Evolution of the Internet has caused an enormous increase in the use of digital media. Internet has become the primary channel for transmitting digital data to distant locations. A digital media such as digital audio, digital video, and digital images can be easily created, edited, converted and delivered using a computer connected to the Internet. Consequently, digital medium has faced problems of piracy as described next.
Pirates now have easy access to the tools necessary to make illegal copies and unauthorized use of proprietary material contained in a digital medium. For example, music is rampantly pirated in the form of MP3 format files, which are easily created and illegally proliferated with a minimal skill level. For example, a pirate can copy a piece of music stored on a compact disk (CD) and convert it into MP3 format files using generic and freely available tools. The pirate then uses a peer-to-peer file-sharing network to freely distribute such MP3 format files on a worldwide scale. Thus, there is a need for a mechanism by which the rightful owner of an electronic content can robustly control copying, secure copyrights, prevent illegal distribution, and provide easy tracking of pirated materials. Many techniques are known for content protection purposes. An overview of the field of fingerprinting as for content security applications is discussed next.

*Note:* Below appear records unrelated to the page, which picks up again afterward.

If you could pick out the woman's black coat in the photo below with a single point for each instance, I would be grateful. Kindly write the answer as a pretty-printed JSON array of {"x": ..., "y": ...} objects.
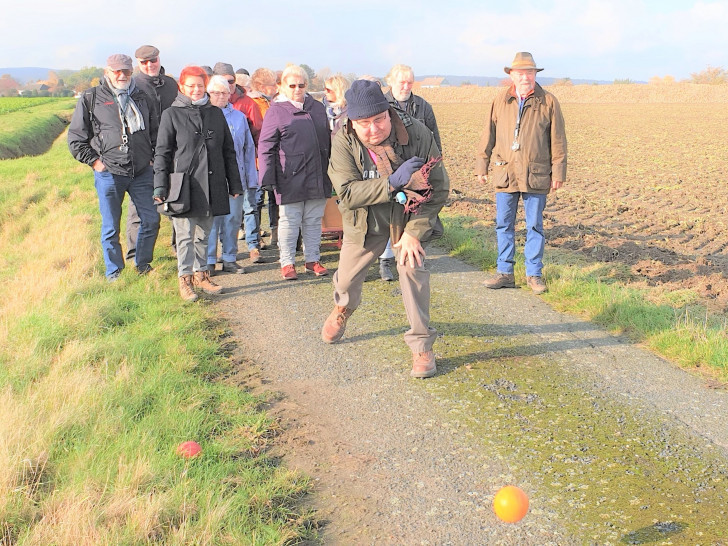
[{"x": 197, "y": 139}]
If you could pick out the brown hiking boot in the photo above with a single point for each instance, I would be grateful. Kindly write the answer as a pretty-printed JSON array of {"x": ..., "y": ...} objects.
[
  {"x": 202, "y": 281},
  {"x": 536, "y": 284},
  {"x": 501, "y": 280},
  {"x": 185, "y": 288},
  {"x": 423, "y": 364},
  {"x": 288, "y": 272},
  {"x": 316, "y": 268},
  {"x": 335, "y": 324}
]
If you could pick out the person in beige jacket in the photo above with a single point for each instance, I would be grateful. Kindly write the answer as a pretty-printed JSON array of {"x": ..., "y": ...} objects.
[{"x": 523, "y": 148}]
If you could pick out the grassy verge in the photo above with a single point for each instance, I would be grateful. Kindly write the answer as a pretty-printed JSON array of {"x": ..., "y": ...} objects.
[
  {"x": 32, "y": 130},
  {"x": 673, "y": 325},
  {"x": 100, "y": 382}
]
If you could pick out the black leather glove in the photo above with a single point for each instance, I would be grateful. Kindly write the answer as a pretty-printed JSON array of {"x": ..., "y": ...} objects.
[{"x": 402, "y": 175}]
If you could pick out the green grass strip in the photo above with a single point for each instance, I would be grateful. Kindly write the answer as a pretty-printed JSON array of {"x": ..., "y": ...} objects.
[
  {"x": 31, "y": 130},
  {"x": 100, "y": 382}
]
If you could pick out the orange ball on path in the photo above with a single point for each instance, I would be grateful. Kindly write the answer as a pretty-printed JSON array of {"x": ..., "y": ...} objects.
[
  {"x": 510, "y": 504},
  {"x": 189, "y": 449}
]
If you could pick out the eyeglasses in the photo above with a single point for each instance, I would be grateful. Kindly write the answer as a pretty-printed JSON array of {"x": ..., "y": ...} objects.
[{"x": 378, "y": 122}]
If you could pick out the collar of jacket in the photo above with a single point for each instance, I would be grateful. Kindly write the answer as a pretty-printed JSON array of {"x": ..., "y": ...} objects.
[
  {"x": 536, "y": 93},
  {"x": 308, "y": 100},
  {"x": 400, "y": 131}
]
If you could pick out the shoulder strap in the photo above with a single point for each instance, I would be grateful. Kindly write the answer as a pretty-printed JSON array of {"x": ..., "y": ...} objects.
[{"x": 90, "y": 107}]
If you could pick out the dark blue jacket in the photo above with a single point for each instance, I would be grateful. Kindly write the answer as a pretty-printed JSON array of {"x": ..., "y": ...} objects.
[{"x": 293, "y": 151}]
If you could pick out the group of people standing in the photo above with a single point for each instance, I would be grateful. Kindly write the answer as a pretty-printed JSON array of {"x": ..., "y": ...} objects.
[{"x": 228, "y": 140}]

Methods for controlling use of electronic materials exist. One such family of methods is termed as “media fingerprinting”. Fingerprinting refers to the technology that extracts a fingerprint of and from a source medium. The extracted fingerprint may then be stored on a variety of different storage mechanisms like databases or data-stores for subsequent use in tracking copies of the source medium. A fingerprint of a medium is a small and unique mark or characteristic of the medium from which the mark is generated or extracted from. The fingerprint is small in size as compared to the source media datastream. A given fingerprint is also unique as compared to all other fingerprints in the database(s) or data-stores. It usually can be used to identify the source medium. It can also be used to determine the originality of a piece of medium. In general, the criteria for a successful media fingerprinting include uniqueness as well as robustness, i.e., robustness against common processing noise. Desirable features of a fingerprint in the context of various operations carried out on the medium are described next.
The fingerprint should not change after a given medium undergoes processing such as compression, scaling, blurring, reprinting, etc. These common signal-processing tasks often do not alter the overall structure or the overall appearance of the medium data; however, each such processing task would alter the details of the medium data to various degrees. Therefore, there is a need for a robust representation of medium content, so that the representation is invariant against common processing noises, and can preserve the fingerprint under any common signal processing. Security aspects of fingerprinting are described next.
At times, it is also desirable to have survivability towards certain intentional attacks. That is, ideally, any processing on the medium that does not change the perceptual content of the medium should not change the fingerprint. For instance, a fingerprint of a song in a digital form should not change without distorting the music. Media fingerprinting is an effective and easy to implement technique for protecting electronic content stored on a digital medium. There is a need for an implementation of a fingerprinting method, which is commercially viable, low cost, and operates in a real-time mode. Various known approaches to fingerprinting and their limitations are as described next.
One approach toward fingerprinting embeds fingerprint data in a source medium and then uses a decoding medium to recover the original medium. This approach is often termed as “active fingerprinting”. For example, U.S. Pat. No. 5,859,920 to Daly et al. creates an encoded source image embedded with source data. Active fingerprint typically accompanies the source media data; hence, there is no need to connect to a network for fingerprint verification. The drawback, however, is that when the source medium is altered, the fingerprint can easily get lost. It is sometimes desirable to transform the source medium in a content preserving way in order to adapt to different application requirements and networking conditions. For instance, compression and transcoding are among the most frequently used transformations.
Another approach is termed as “passive fingerprinting”. Passive fingerprinting refers to the system and method that saves the extracted fingerprint in a remote secure server. Technologies dealing with passive fingerprints are known in the art. For example, U.S. Pat. No. 5,918,223 to Blum, et al., discloses forming a vector of features from audio files. However, this approach is not directed to compressed media.
A digital medium is often stored, processed or transmitted in a variety of compressed formats. Compressed formats for contents stored on digital media are preferred due to huge sizes of electronic media files. Storing and processing such huge files is a complex and slow process. Thus, there is a need for an apparatus and method for authenticating and securing electronic media existing in the compressed format. Such apparatus and method should operate in a speedy manner to process large media file sizes for real-time or streaming applications.
Therefore, is a need for a robust fingerprinting apparatus and method. The fingerprinting apparatus and method should generate unique fingerprints that are robust against common processing noise. Further, the fingerprint should be able to survive certain intentional attacks.